如果沒有發生的一切,或許這樣過下去也很好。

忽然,我腹痛難忍,額間直冒冷汗。

我心一提,因爲曾在書上見過,這種絞痛代表孩子快出生了。

可是,我的孩子才七個月。

下一秒,我倏爾想起了甚麼,難以置信地看向沈從。

“爲甚麼?”

沈從愧疚地看着我,欲言又止。

這時,門口護士急促的聲音傳來。

“程小姐生產大出血,需要籤手術同意書。”

沈從轉身就要走,只留下一句。

“小苗,你等我,我去去就回。
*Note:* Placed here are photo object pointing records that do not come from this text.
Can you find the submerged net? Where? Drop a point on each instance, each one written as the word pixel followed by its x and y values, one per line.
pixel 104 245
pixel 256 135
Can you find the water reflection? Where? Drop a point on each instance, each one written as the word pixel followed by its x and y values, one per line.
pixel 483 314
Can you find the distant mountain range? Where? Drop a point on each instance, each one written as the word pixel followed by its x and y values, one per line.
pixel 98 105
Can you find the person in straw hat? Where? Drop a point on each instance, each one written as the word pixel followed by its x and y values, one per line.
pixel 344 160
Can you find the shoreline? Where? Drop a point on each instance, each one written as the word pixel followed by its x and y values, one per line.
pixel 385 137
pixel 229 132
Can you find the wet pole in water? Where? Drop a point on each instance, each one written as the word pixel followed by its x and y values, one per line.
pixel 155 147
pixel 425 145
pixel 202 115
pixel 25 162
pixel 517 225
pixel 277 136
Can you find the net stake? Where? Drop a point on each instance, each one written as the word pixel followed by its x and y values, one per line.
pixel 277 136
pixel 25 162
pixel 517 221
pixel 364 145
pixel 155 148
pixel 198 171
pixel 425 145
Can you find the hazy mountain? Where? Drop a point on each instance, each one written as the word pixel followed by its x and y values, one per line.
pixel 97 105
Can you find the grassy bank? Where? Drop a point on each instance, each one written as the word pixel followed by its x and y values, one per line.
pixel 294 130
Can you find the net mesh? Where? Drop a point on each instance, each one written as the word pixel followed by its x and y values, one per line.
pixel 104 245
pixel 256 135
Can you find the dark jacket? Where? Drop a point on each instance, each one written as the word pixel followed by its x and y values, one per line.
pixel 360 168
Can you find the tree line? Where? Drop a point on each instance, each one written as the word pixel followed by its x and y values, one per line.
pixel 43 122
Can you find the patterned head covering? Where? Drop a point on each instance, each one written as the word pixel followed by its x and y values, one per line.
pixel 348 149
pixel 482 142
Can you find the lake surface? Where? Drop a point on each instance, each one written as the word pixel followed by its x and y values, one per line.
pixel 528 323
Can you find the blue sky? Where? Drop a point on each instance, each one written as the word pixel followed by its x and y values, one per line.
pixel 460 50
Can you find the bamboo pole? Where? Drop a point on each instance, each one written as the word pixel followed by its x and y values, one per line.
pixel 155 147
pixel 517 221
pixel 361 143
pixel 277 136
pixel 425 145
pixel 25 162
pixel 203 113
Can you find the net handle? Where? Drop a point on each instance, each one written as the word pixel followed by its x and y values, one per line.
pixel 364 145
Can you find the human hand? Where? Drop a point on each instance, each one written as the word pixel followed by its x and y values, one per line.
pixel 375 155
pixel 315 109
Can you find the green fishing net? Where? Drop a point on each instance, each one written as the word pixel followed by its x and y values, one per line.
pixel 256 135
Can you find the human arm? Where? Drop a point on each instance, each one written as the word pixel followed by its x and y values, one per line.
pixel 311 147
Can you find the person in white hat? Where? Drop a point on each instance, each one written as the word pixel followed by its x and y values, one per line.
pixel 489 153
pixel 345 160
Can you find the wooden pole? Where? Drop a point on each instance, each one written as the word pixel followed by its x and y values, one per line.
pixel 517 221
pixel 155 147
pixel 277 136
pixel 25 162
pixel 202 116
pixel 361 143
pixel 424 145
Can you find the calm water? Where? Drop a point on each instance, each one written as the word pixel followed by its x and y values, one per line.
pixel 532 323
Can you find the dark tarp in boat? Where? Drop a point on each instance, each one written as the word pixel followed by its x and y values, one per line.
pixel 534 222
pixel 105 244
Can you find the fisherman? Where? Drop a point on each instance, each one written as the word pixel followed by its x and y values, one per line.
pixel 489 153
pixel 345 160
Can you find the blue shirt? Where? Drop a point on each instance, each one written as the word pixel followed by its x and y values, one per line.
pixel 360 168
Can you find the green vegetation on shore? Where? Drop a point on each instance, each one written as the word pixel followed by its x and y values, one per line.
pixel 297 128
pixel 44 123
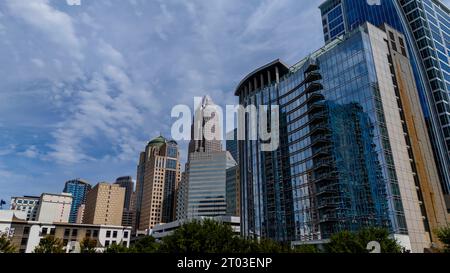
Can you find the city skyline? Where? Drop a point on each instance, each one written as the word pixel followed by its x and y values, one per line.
pixel 85 101
pixel 115 117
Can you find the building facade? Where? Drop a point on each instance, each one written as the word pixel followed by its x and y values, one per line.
pixel 27 204
pixel 345 161
pixel 79 189
pixel 127 183
pixel 104 205
pixel 207 183
pixel 163 230
pixel 54 208
pixel 158 176
pixel 26 235
pixel 425 24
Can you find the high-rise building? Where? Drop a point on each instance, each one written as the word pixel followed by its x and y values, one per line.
pixel 79 189
pixel 233 189
pixel 233 178
pixel 54 208
pixel 127 183
pixel 158 176
pixel 207 183
pixel 80 214
pixel 182 195
pixel 104 205
pixel 425 25
pixel 27 204
pixel 128 212
pixel 205 187
pixel 232 144
pixel 202 139
pixel 354 150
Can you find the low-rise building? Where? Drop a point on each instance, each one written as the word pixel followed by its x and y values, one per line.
pixel 27 204
pixel 26 235
pixel 163 230
pixel 54 208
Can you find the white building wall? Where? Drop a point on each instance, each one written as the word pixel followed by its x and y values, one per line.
pixel 54 208
pixel 408 191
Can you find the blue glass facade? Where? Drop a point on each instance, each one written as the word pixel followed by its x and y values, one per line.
pixel 426 25
pixel 335 167
pixel 79 190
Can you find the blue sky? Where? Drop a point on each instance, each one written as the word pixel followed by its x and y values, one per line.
pixel 83 88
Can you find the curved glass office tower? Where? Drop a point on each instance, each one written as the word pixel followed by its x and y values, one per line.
pixel 426 26
pixel 345 162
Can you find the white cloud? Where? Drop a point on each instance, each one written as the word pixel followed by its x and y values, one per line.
pixel 50 21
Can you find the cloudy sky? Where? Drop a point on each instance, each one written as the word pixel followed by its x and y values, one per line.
pixel 83 88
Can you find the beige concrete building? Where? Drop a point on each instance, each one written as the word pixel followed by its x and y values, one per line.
pixel 54 208
pixel 26 235
pixel 80 214
pixel 158 176
pixel 104 205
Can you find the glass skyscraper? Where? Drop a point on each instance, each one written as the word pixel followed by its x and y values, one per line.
pixel 79 189
pixel 346 160
pixel 426 26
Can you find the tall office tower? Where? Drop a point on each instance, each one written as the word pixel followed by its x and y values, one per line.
pixel 233 176
pixel 79 189
pixel 128 213
pixel 104 205
pixel 233 188
pixel 182 195
pixel 354 151
pixel 80 214
pixel 27 204
pixel 425 26
pixel 127 183
pixel 54 208
pixel 158 176
pixel 203 139
pixel 232 144
pixel 207 181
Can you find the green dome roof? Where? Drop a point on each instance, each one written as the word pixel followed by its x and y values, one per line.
pixel 157 141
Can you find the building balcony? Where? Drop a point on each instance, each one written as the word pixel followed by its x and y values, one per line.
pixel 325 150
pixel 312 77
pixel 329 177
pixel 312 67
pixel 328 218
pixel 313 87
pixel 323 164
pixel 320 140
pixel 314 98
pixel 319 127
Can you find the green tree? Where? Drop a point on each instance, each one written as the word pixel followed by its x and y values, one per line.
pixel 145 244
pixel 356 242
pixel 88 245
pixel 117 248
pixel 306 249
pixel 50 244
pixel 207 236
pixel 5 245
pixel 444 236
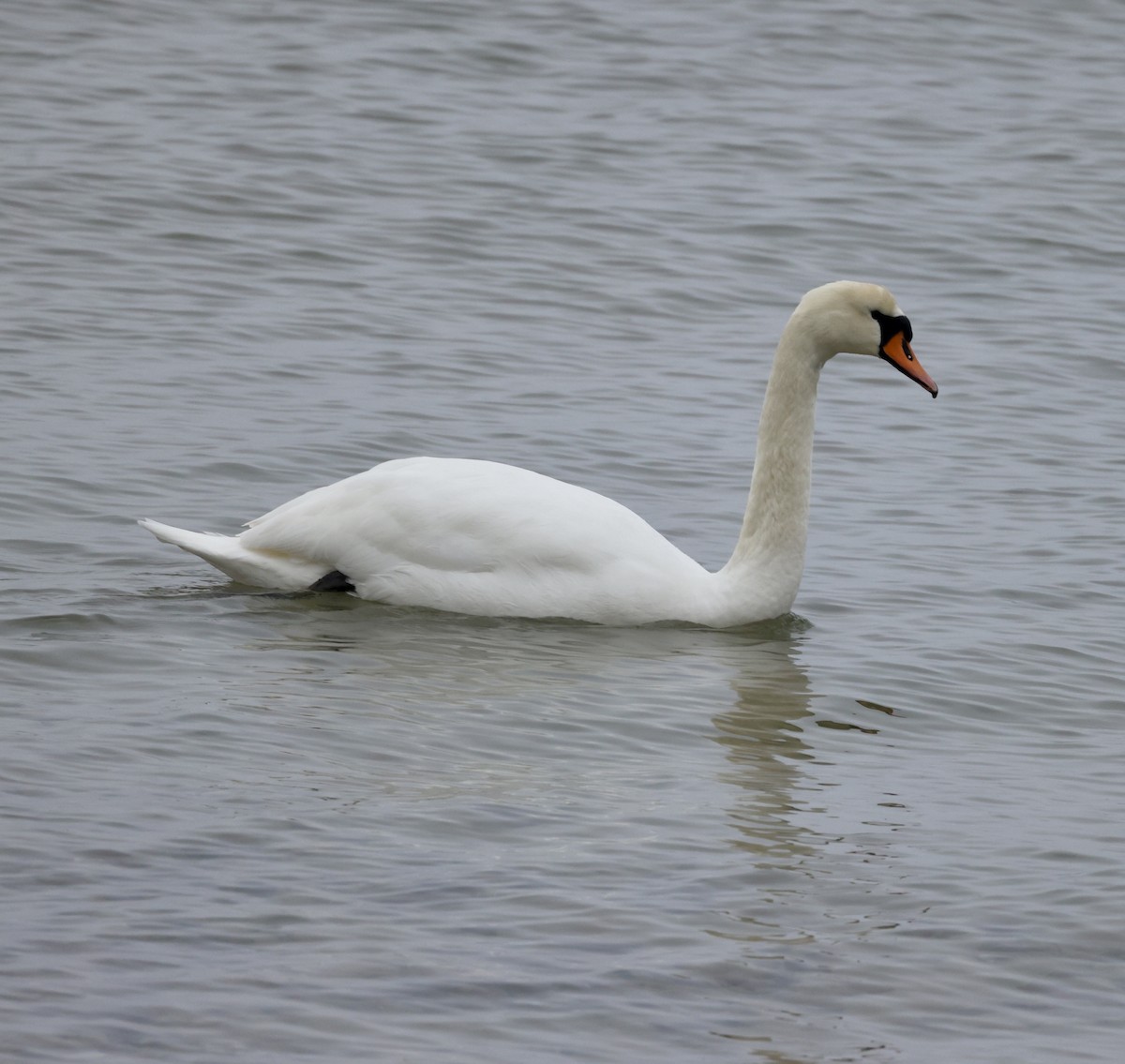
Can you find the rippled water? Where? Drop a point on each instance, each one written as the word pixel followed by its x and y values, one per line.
pixel 248 248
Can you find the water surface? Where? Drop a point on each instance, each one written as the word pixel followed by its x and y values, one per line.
pixel 250 249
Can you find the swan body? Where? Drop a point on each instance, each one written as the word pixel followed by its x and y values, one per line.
pixel 488 539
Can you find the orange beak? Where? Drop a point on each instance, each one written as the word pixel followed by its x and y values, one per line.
pixel 898 352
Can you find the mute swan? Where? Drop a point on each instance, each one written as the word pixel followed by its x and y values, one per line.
pixel 482 538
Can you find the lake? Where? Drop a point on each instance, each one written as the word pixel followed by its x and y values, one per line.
pixel 250 248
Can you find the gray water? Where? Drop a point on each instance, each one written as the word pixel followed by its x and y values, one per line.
pixel 248 248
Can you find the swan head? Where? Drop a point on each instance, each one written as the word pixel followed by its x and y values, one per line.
pixel 861 319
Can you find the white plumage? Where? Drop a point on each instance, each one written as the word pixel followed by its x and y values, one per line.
pixel 484 538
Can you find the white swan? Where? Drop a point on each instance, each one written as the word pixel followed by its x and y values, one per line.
pixel 482 538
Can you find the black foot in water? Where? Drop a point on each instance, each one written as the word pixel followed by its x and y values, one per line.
pixel 332 581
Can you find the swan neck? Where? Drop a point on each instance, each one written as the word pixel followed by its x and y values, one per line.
pixel 771 546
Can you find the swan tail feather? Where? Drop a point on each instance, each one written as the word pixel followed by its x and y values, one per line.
pixel 258 568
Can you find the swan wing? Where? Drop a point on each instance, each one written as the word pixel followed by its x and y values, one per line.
pixel 481 536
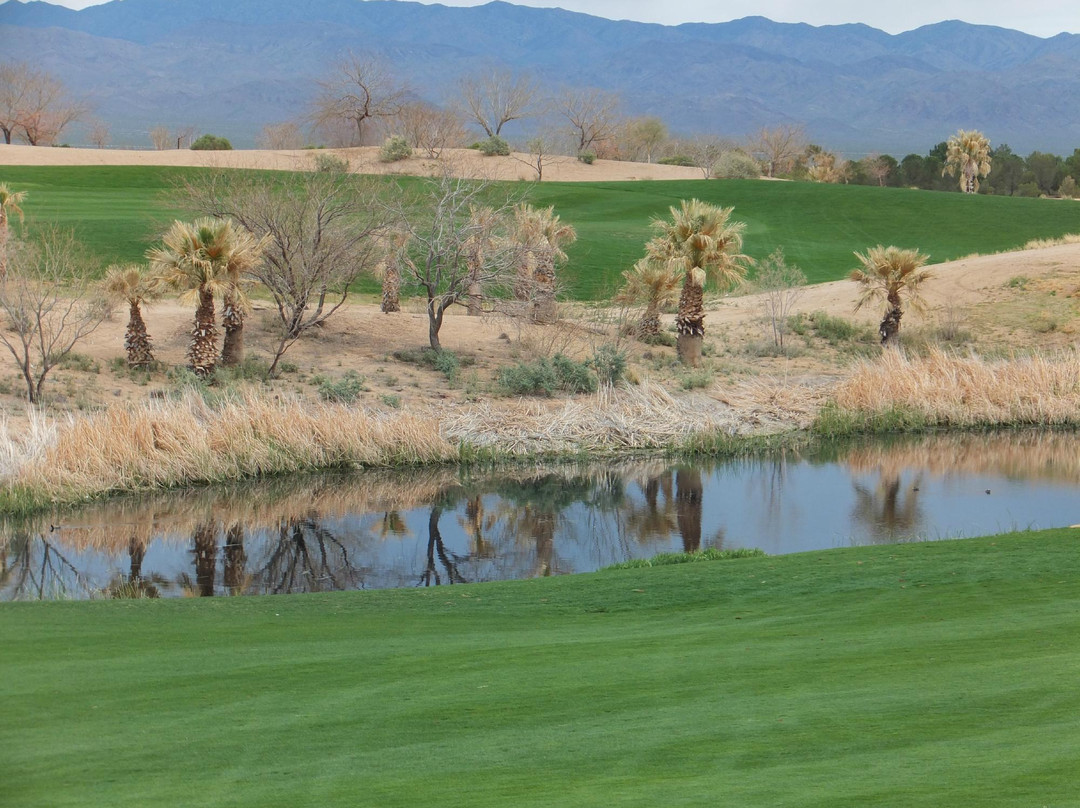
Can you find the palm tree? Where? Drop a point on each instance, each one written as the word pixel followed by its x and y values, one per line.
pixel 201 259
pixel 540 237
pixel 699 242
pixel 889 272
pixel 655 281
pixel 9 204
pixel 133 285
pixel 968 155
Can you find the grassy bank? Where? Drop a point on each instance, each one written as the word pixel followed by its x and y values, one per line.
pixel 119 211
pixel 916 675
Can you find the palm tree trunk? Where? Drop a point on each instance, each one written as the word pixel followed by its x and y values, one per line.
pixel 204 549
pixel 234 560
pixel 690 323
pixel 136 340
pixel 232 319
pixel 3 244
pixel 544 308
pixel 391 288
pixel 890 324
pixel 202 352
pixel 649 326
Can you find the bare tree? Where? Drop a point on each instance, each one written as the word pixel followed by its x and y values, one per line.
pixel 496 97
pixel 541 151
pixel 593 116
pixel 14 77
pixel 161 138
pixel 360 89
pixel 441 226
pixel 780 285
pixel 644 137
pixel 428 128
pixel 35 106
pixel 878 167
pixel 48 299
pixel 320 230
pixel 98 133
pixel 705 151
pixel 779 147
pixel 284 135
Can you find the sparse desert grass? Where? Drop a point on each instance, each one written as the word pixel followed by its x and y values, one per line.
pixel 941 389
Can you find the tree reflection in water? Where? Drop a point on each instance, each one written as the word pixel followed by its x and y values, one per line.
pixel 350 530
pixel 689 494
pixel 436 549
pixel 890 508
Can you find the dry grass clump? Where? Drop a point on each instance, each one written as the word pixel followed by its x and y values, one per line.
pixel 18 445
pixel 967 391
pixel 173 443
pixel 643 417
pixel 1022 454
pixel 159 445
pixel 1043 243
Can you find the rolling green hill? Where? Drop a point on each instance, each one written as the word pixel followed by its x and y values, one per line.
pixel 119 211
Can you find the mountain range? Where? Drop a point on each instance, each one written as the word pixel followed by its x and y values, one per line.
pixel 230 67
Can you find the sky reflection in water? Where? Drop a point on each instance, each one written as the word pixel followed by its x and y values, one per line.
pixel 437 527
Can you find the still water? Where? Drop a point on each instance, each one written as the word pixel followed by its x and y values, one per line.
pixel 445 526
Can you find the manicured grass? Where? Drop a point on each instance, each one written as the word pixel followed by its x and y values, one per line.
pixel 905 675
pixel 119 211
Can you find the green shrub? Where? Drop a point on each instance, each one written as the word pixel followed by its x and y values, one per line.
pixel 544 376
pixel 332 164
pixel 609 362
pixel 574 377
pixel 394 149
pixel 737 165
pixel 696 380
pixel 494 146
pixel 529 378
pixel 212 143
pixel 345 390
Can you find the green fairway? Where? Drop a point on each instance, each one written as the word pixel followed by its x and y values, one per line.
pixel 937 674
pixel 118 212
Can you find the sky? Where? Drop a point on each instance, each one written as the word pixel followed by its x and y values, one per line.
pixel 1039 17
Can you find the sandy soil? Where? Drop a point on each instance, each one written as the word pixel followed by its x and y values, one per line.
pixel 361 160
pixel 1004 303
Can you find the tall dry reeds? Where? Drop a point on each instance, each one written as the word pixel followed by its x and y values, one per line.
pixel 967 391
pixel 166 444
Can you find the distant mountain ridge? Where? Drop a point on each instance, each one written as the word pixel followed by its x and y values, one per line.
pixel 231 67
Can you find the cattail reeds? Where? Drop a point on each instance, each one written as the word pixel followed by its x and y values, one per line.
pixel 967 391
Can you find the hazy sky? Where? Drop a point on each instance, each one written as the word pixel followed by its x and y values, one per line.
pixel 1040 17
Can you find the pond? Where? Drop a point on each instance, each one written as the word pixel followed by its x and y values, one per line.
pixel 445 526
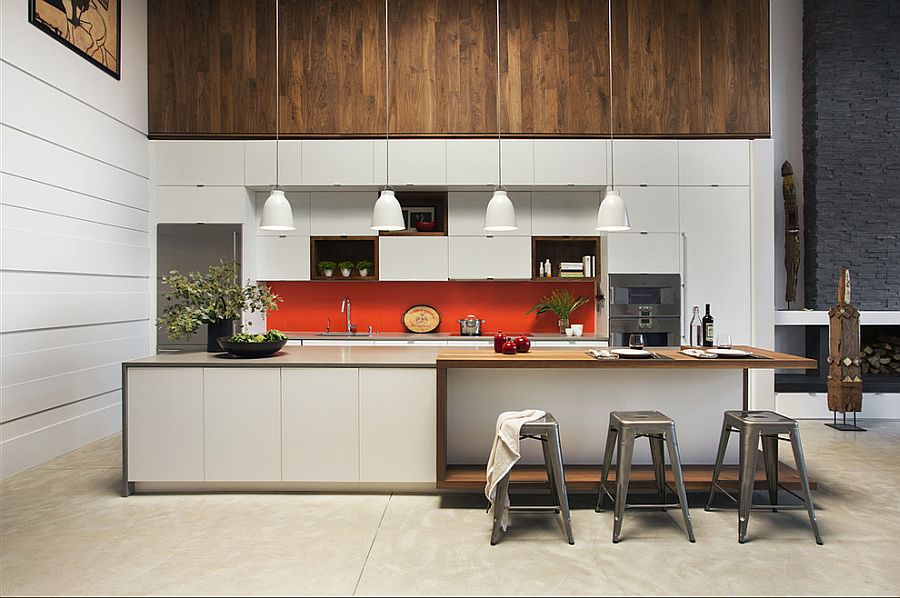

”

多可笑,沈從居然在粥裏放了催產藥。

因爲程念今天生產,他要調換孩子,就不顧我和孩子的安危對我下了藥。

望着沈從離開的背影,我失望到了谷底。

我被推進手術室時,

全身像被撕裂一樣疼痛,但是卻比不上我心痛的一星半點。

我死死攥着手,滲出血。

我必須保持清醒。

孩子平安降生時,我看着不足月的孩子,全身上下因爲擠壓渾身青紫。

心痛地難以自抑。

但好在,孩子是平安的。

待病房只剩我時,我小心翼翼地抱着孩子,回了一趟家。

我拿上通知書,和孩子坐上了前往省城的大巴。

夜深人靜時,沈從抱着程唸的女兒,輕手輕腳地來到我的病房。

按照他的計劃,我被注射了AM藥,此刻應該還睡着。

可沈從推開門後,看到空空如也的病牀,徹底愣住。